Easy Scalable Production ETL#

We show a lightweight scalable data pipeline that runs large Python jobs on a schedule on the cloud.

It’s common to run regular large-scale Python jobs on the cloud as part of production data pipelines. Modern workflow orchestration systems like Prefect, Dagster, Airflow, Argo, etc. all work well for running jobs on a regular cadence, but we often see groups struggle with complexity around cloud infrastructure and lack of scalability.

Here we show a scalable data pipeline that runs regular jobs on the cloud with Coiled and Prefect. The pipeline consists of a few Python files in this GitHub repository which you can run yourself either locally or on the cloud. This approach is:

  • Easy to deploy on the cloud

  • Scalable across many cloud machines

  • Cheap to run on ephemeral VMs and a small always-on VM

Defining tasks and cloud hardware in Python makes it easy for Python data developers to write and deploy their processing code quickly.

import coiled
from prefect import task, flow
import pandas as pd

@task
@coiled.function(region="us-east-2", memory="64 GiB")  # <--- Define hardware in script
def json_to_parquet(filename):
    df = pd.read_json(filename)                        # <--- Use simple pandas functions
    df.to_parquet(OUTDIR / filename.with_suffix(".parquet").name)

@flow
def convert_all_files():
    files = list_files()
    json_to_parquet.map(files)                         # <--- Map across many files at once

Prefect runs Python jobs on a regular cadence. Coiled deploys Prefect on a cheap, always-on t3.medium instance (~$1/day) on AWS.

from datetime import timedelta
from prefect import serve

preprocess = json_to_parquet.to_deployment(
    name="preprocess",
    interval=timedelta(minutes=15),             # <--- Run job on a regular schedule
)
reduce = query_reduce.to_deployment(
    name="reduce",
    interval=timedelta(hours=24),               # <--- Different jobs at different schedules
)

...

serve(data, preprocess, reduce, ...)

Coiled creates on-demand Dask clusters for processing larger-than-memory datasets. This lets you scale out when you need to and only pay for hardware while you’re using it.

import coiled
from prefect import task, flow
import dask.dataframe as dd

@task
def unshipped_orders_by_revenue(bucket):
    with coiled.Cluster(
        n_workers=200,                  # <--- Ask for hundreds of workers
        region="us-west-2",             # <--- Run anywhere on any hardware
    ) as cluster:
        with cluster.get_client() as client:
            df = dd.read_parquet(bucket)
            result = ...   # Complex query
            result.to_parquet(...)

Data pipelines#

How do I process large-scale data continuously in production?
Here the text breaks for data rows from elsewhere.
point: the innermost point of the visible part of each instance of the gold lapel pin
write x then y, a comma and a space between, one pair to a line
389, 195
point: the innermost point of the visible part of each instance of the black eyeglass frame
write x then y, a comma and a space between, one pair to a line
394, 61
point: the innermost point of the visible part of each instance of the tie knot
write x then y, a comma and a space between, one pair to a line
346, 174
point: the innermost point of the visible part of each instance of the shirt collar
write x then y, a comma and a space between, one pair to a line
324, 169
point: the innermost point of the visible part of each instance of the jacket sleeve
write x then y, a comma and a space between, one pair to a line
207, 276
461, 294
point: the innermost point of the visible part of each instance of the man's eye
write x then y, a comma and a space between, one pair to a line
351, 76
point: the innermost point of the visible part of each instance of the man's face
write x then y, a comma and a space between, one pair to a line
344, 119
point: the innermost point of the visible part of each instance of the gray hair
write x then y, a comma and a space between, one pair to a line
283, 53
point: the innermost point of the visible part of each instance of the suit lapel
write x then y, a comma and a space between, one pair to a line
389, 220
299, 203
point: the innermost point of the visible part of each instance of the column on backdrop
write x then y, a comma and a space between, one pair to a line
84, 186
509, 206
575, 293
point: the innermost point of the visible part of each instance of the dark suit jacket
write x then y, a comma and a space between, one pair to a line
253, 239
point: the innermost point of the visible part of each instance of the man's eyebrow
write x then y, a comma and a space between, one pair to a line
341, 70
While details will vary across use cases, data pipelines typically look something like:

  • Step 1: Acquire raw data from the real world

    • Example: A customer buys a loaf of bread at your grocery store

    • Example: A satellite measurements sea temperature in Antarctica

  • Step 2: Regularly process that raw data

    • Example: Apply data quality cuts followed by a feature engineering step

    • Example: Convert to a different storage format

    • Extra requirement: Retry on failures, run close to data in the cloud, alert me if processing fails

  • Step 3: Scalably analyze that data periodically

    • Example: Large-scale query of your data that addresses a business question

    • Example: Train an ML model for weather forecasting

    • Extra requirement: Data is too large to fit on a single machine

  • Step 4: Publish results

    • Example: Serve an interactive dashboard with a real-time view of customer orders

    • Example: Host an ML model

Running these steps on a regular cadence, task retries, and alerts are all handled well by modern workflow management systems like Prefect, Dagster, Airflow, Argo, etc. Managing cloud infrastructure and scalability is where most people tend to struggle.

Pain points of common data pipelines#

Pipelines can be overly complex or lack scalability.
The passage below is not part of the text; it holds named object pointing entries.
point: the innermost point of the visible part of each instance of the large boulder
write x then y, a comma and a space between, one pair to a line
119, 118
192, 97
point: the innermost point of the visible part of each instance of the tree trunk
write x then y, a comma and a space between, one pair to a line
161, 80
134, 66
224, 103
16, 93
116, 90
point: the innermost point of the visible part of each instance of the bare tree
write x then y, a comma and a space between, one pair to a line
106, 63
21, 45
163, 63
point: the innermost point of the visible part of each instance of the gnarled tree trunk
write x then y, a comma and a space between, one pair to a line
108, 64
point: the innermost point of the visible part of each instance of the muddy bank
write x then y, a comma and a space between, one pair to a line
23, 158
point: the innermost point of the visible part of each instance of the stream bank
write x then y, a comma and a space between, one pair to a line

Workflow management systems tend to struggle with:

  • Complexity around managing cloud infrastructure:

    • Provisioning / deprovisioning cloud machines

    • Software environment management

    • Handling cloud data access

    • Cost monitoring and spending limits

  • Scale limitations:

    • Scaling existing Python code across many cloud machines in parallel

    • Computing on larger-than-memory datasets (e.g. 100 TB Parquet dataset in S3)

Because of these issues, it’s common for systems to be overly complex or expensive. Below we show an example that connects Prefect and Coiled to run a lightweight, scalable data pipeline on the cloud.

Easy deployment for data pipelines#

Coiled and Prefect make it easy to run regularly scheduled jobs on the cloud at scale.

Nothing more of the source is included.